Niestety, nie wszystkie systemy działają zawsze tak, jak powinny. Szczególnie w starszych autach zdarza się, że radar ma dość krótki zasięg, przez co, jeśli na pustej drodze napotkamy stojące lub wolno poruszające się samochody, tempomat może pozwolić nam na zbliżenie się do nich z niebezpiecznie dużą prędkością, powodując spore zagrożenie. Nie wszystkie układy biorą też pod uwagę skręt kół, jeśli więc auto, za którym podążamy „zniknie” z pola widzenia radaru na łuku, nasze auto zacznie nagle przyspieszać „myśląc”, że ma przed sobą pustą drogę. Część aktywnych tempomatów nie działa także w pełnym zakresie prędkości i zazwyczaj przy 30 km/h dezaktywuje się, pozostawiając nas samym sobie.
Zapobieganie kolizjom przy małych prędkościach
Zwykle taki system działa do 30 km/h i samoczynnie zatrzymuje auto, jeśli istnieje niebezpieczeństwo kolizji.
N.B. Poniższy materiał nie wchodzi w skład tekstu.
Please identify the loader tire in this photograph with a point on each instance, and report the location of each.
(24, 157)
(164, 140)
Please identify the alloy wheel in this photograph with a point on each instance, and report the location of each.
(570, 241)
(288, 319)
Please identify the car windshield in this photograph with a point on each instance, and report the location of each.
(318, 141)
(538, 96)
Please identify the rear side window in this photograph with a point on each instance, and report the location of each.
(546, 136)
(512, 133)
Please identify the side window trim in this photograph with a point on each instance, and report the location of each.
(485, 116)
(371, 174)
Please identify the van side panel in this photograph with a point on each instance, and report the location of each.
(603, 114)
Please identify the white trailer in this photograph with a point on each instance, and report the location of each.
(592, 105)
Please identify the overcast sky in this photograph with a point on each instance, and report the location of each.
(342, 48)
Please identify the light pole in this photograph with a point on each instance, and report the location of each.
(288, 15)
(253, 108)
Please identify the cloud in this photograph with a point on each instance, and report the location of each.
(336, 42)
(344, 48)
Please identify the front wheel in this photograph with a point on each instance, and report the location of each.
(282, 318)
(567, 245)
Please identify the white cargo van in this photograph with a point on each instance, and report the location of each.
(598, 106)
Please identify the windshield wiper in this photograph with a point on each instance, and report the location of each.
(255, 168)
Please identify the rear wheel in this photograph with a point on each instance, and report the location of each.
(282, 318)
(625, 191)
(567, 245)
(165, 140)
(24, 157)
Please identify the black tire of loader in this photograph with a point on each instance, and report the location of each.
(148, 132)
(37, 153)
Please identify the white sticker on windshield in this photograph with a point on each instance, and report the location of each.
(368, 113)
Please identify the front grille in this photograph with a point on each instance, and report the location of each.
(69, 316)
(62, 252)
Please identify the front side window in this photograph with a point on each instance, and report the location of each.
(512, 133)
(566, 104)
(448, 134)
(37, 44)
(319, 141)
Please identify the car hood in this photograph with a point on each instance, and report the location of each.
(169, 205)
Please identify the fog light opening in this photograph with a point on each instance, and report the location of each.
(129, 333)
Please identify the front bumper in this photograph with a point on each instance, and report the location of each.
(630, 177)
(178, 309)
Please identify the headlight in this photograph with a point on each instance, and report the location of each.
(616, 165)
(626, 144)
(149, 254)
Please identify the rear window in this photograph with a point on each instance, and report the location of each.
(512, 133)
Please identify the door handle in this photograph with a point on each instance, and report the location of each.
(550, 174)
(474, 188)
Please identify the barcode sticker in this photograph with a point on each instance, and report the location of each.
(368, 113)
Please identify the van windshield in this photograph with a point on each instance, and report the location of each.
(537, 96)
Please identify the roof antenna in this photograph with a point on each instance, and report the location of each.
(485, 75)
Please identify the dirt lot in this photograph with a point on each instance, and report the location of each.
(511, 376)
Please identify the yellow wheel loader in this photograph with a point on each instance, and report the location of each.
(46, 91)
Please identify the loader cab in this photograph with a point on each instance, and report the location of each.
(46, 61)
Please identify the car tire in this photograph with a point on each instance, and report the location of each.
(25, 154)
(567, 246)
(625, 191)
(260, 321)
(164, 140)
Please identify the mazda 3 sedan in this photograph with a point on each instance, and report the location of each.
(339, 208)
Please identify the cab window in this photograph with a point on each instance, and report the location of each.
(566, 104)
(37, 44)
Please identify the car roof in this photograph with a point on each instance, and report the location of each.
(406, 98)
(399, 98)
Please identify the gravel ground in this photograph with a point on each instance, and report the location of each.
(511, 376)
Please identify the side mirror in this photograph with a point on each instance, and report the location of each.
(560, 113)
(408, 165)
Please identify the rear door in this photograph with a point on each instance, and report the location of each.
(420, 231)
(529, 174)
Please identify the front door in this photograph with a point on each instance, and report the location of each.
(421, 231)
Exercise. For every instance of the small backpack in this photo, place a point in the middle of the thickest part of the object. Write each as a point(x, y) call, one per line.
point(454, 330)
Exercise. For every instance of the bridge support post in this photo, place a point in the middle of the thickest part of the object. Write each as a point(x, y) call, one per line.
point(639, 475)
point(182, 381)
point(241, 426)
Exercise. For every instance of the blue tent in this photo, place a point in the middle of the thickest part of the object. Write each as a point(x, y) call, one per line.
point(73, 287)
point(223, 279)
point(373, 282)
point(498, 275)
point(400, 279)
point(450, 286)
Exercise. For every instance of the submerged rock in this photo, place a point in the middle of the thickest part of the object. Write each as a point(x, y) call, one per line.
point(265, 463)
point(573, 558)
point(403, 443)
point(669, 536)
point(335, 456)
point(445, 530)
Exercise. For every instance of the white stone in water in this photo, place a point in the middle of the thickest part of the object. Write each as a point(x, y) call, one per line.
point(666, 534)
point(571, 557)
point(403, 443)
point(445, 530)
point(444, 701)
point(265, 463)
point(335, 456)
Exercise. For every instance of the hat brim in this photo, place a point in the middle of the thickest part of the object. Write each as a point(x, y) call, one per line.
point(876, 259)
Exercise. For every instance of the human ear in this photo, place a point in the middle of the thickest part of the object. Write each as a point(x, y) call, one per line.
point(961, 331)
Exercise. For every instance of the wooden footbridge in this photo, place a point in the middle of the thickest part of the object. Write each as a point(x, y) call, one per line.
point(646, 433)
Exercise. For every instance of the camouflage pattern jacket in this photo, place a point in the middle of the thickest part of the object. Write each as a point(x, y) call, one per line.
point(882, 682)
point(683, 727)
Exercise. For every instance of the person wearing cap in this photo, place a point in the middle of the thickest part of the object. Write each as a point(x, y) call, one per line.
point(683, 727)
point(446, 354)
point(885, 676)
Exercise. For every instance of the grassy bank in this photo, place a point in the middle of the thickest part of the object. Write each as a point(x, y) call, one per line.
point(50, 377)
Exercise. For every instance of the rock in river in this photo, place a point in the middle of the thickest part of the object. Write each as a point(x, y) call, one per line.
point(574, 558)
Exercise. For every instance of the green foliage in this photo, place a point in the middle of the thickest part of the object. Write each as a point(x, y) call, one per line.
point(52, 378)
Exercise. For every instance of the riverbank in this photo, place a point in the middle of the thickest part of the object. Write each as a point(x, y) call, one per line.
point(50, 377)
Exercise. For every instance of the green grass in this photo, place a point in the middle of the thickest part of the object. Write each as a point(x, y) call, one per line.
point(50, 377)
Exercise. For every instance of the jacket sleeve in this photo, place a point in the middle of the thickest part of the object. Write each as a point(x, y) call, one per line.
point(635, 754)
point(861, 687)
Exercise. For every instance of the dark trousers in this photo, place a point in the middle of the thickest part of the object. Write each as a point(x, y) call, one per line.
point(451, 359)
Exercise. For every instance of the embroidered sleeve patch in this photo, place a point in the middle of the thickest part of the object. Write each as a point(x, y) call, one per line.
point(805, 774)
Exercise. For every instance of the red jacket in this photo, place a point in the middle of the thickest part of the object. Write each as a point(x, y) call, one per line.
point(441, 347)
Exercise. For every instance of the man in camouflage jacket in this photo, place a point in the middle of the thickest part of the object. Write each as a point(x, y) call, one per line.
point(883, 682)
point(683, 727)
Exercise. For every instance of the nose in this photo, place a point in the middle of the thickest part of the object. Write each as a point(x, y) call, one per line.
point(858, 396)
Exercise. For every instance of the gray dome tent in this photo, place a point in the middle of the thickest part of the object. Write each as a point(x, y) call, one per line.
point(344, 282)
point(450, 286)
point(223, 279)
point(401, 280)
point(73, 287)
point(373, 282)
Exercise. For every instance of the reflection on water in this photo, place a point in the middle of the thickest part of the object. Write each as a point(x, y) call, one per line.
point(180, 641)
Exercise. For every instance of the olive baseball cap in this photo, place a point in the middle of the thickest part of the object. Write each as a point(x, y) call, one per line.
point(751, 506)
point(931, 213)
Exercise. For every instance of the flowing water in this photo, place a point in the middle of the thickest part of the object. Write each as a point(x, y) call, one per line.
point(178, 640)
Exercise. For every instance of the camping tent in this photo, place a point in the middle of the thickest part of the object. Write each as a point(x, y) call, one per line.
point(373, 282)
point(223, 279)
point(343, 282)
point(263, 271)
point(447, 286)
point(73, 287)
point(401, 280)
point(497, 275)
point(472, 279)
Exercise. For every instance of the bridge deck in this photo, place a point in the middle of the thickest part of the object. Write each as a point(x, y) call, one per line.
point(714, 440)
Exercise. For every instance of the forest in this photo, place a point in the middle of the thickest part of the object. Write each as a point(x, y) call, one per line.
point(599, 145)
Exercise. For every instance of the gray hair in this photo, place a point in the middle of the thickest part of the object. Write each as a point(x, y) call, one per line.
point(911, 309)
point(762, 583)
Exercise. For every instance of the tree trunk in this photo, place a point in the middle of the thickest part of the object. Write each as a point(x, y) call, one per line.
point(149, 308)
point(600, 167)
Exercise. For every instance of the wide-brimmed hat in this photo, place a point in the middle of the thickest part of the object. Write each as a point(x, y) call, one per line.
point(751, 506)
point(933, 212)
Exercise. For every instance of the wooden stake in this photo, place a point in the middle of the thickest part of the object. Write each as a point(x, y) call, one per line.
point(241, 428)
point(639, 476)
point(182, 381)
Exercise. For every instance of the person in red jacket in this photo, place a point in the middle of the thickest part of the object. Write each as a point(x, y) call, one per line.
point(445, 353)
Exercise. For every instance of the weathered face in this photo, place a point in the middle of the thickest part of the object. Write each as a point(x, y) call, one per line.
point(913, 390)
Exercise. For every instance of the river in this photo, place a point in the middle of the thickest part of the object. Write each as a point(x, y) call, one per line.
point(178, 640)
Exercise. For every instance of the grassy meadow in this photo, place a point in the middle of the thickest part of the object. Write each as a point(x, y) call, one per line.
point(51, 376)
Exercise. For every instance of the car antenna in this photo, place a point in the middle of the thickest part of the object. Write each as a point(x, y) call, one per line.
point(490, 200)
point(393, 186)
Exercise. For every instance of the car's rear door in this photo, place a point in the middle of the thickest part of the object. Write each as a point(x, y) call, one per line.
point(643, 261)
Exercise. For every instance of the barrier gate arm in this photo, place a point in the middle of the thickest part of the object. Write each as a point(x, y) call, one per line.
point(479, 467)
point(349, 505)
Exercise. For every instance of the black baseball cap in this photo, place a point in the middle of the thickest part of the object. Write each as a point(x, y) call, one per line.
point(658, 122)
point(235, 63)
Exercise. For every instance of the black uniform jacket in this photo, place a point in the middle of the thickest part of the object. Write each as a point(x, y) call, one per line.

Z jednej strony jego zakres działania jest bardzo wąski, z drugiej jednak trudno odmówić mu przydatności w mieście. Rozwiązanie to sprawdza się świetnie gdy toczymy się w korku i przypadkiem nie zauważymy, że pojazd jadący przed nami zatrzymał się. Ta opcja z reguły kosztuje kilkaset złotych i z pewnością warto się na nią zdecydować. Zakup ten szybko się zwróci jeśli w pewnym momencie okaże się, że dzięki temu systemowi uniknęliśmy stłuczki. Co ciekawe, ten gadżet można dokupić nie tylko do aut klasy wyższej, ale również do tych tańszych – np. do Skody Citigo.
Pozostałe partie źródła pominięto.